Jerome Powell, patron de la Fed, sermonne Princeton et Harvard sur la défense de la démocratie
Le grand argentier de la Réserve fédérale a sorti l’artillerie lourde lors d’un discours aux élites estudiantines. Message clair : protéger les institutions avant que le prochain krach ne s’en charge.
Powell en mode donneur de leçons - un rôle qui sied étrangement bien à un banquier central. Après tout, qui de mieux placé pour parler démocratie que ceux qui impriment la monnaie ?
Trump cible l’Ivy League alors que Powell exhorte les Studentà agir
L’administration a accusé les écoles d’endoctrinement de gauche et de ne pas s’attaquer à l’antisémitisme, marquant un changement clair dans l’orientation politique vers les institutions d’élite. Avec des milliards de financements fédéraux déjà coupés dans l’enseignement supérieur américain, certains meilleurs universitaires se voient offrir des rôles académiques à l’étranger.
La France et d’autres pays européens étendent les invitations aux chercheurs américains qui perdent confiance dans l’environnement académique national.
Powell a dit aux diplômés de rester vif et d’agir délibérément. "Ne prenez rien de tout cela pour acquis", a-t-il déclaré.
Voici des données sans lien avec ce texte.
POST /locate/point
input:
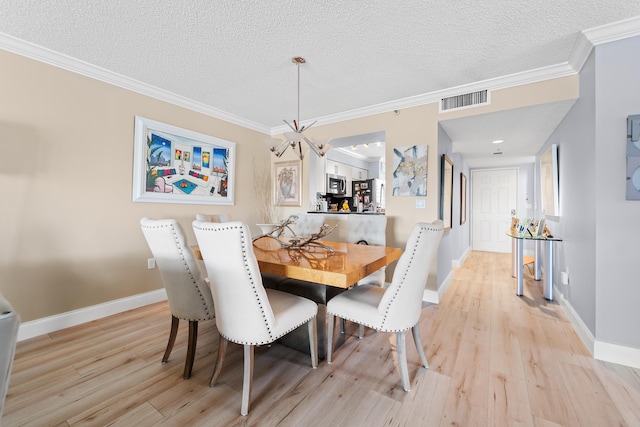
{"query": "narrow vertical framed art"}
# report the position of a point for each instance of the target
(463, 198)
(288, 183)
(446, 192)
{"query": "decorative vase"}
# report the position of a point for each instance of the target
(267, 228)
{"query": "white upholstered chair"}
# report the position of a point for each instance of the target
(396, 308)
(187, 291)
(9, 323)
(246, 312)
(368, 229)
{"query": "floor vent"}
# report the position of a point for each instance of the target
(465, 100)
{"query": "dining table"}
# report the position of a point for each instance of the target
(318, 274)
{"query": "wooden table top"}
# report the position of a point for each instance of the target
(342, 268)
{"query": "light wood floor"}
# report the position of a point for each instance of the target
(496, 360)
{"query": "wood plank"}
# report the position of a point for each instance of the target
(495, 359)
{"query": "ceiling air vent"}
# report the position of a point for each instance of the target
(465, 100)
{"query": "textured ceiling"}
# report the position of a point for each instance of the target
(235, 57)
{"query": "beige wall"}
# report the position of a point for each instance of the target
(69, 230)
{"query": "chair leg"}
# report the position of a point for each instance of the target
(313, 341)
(172, 338)
(418, 341)
(191, 348)
(246, 380)
(330, 320)
(401, 351)
(222, 352)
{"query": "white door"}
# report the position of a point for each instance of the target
(493, 203)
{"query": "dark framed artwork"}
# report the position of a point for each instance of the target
(288, 180)
(446, 192)
(463, 198)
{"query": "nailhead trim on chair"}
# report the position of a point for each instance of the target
(186, 266)
(402, 280)
(426, 227)
(255, 291)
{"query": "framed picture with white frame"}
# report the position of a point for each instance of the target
(176, 165)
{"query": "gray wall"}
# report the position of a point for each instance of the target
(617, 95)
(576, 224)
(455, 241)
(599, 227)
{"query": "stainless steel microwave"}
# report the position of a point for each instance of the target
(336, 184)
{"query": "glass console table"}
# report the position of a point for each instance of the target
(517, 258)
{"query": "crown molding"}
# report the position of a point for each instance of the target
(587, 39)
(517, 79)
(615, 31)
(47, 56)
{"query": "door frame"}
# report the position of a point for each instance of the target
(471, 201)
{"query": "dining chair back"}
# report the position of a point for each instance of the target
(246, 312)
(9, 324)
(188, 293)
(368, 229)
(397, 308)
(308, 223)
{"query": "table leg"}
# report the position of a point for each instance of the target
(548, 270)
(537, 273)
(519, 267)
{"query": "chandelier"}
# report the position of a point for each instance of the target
(319, 145)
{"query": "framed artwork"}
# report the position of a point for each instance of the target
(446, 192)
(175, 165)
(410, 171)
(463, 198)
(288, 182)
(549, 182)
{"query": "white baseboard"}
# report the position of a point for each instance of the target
(617, 354)
(57, 322)
(457, 263)
(585, 334)
(600, 350)
(436, 296)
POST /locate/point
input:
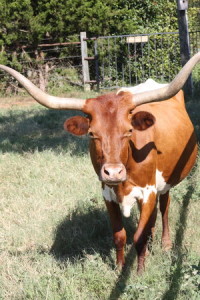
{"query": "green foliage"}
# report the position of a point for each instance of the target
(55, 236)
(29, 21)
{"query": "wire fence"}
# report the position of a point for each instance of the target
(56, 67)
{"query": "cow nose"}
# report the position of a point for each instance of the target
(113, 173)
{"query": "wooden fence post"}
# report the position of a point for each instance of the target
(182, 6)
(85, 66)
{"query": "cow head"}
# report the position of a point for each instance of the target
(110, 123)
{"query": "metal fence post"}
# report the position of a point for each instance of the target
(184, 40)
(85, 66)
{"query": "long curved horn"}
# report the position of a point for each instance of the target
(168, 90)
(43, 98)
Il a exhorté les dent à protéger leur intégrité, à considérer le service public et à être prêt à prendre des risques.
"Dans cinquante ans, vous voudrez pouvoir regarder dans le miroir et savoir que vous avez fait ce que vous pensiez bien, dans chaque partie de votre vie", a-t-il ajouté. «En fin de compte, votre intégrité est tout ce que vous avez.»
Cette même intégrité a été testée pendant le temps de Powell à la Fed. Bien que Trump l’ait nommé lors de son premier mandat, le Presi dent l’a depuis suivi publiquement, l’appelant «M. trop tard» et «un perdant majeur» parce que la Fed n’a pas baissé les taux d’intérêt.
La banque centrale a maintenu les taux stables entre 4,25% et 4,5% cette année, Powell et ses collègues disant qu’ils ne bougeront pas tant qu’ils ne sont pas sûrs que les actions commerciales mondiales de Trump n’apporteront pas plus d’inflation.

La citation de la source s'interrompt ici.